ImageDupeless
English Version 
German Version 
Russian Version 

Destination of the program:

 

ImageDupeless
  • to search/find the similar images;
  • to catalogue available image collections for further comparison of new images with the already composed collection (gallery);
  • to compare a gallery with new images without its rescanning and even if source gallery images are absent (only the gallery file is used) and to compare a gallery with another one;
  • to find the images similar to the given one in the gallery;
  • to store results of search of duplicates;
  • to export/import the lists of duplicates and unlike images to/from an external text file;
  • NEW to merge series of images

Now almost everyone stores at HD (or CD) small (or huge) gallery of the images with him-/herself, relatives, pets, etc.

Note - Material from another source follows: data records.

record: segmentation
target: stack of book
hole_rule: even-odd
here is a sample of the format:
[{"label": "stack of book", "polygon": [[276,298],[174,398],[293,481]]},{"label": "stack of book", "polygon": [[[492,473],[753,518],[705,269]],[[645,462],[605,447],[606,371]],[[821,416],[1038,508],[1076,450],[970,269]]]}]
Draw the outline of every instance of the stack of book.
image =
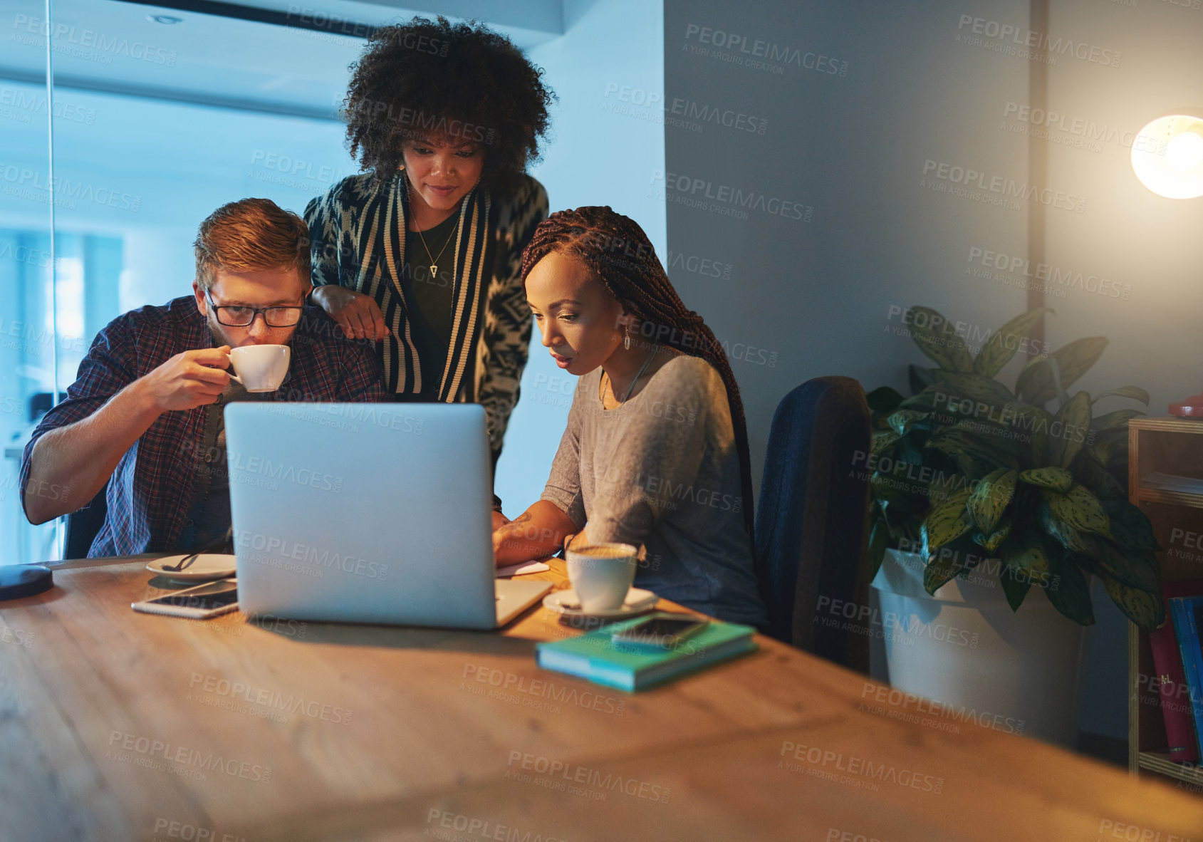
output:
[{"label": "stack of book", "polygon": [[668,650],[632,648],[611,635],[642,619],[615,623],[595,632],[535,646],[539,666],[588,678],[621,690],[641,690],[753,651],[755,629],[711,621],[706,628]]},{"label": "stack of book", "polygon": [[1203,757],[1203,580],[1166,582],[1166,624],[1149,635],[1169,759]]}]

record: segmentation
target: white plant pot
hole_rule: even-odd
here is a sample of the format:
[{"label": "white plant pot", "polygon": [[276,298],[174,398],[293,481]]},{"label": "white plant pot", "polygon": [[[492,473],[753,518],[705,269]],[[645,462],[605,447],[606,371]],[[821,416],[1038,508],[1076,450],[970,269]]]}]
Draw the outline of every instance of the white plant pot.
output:
[{"label": "white plant pot", "polygon": [[977,722],[1073,748],[1085,629],[1038,586],[1011,610],[997,561],[982,562],[935,597],[923,556],[887,550],[872,587],[879,603],[889,682],[940,702],[943,719]]}]

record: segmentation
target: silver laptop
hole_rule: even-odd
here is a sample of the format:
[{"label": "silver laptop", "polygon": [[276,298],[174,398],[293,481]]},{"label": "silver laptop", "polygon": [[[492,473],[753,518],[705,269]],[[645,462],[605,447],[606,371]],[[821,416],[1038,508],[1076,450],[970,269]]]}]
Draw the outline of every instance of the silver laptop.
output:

Frequently there is that the same image is stored several times. It is not certainly terrible, but for me personally it is unpleasant. The programs for search of file duplicates cannot help in such situation, as the images can differ by file formats (GIF, JPEG, TIFF, etc.), sizes (640x480, 800x600, ...), small shift and/or turn (inevitable at scanning photos). Recently, anybody does not already pay attention on an occupied place (though it concerns to HDs, but not to CDs - their volume is rigidly limited), but at the same time it would be desirable to leave only one "the best" image, and to remove all others.

To compare the images is basically task for artificial intelligence, and up to the end it can be solved as much as long. But to give out the list of the CANDIDATES, which only CAN be similar, is the task solved by elementary methods. It also is made in this program.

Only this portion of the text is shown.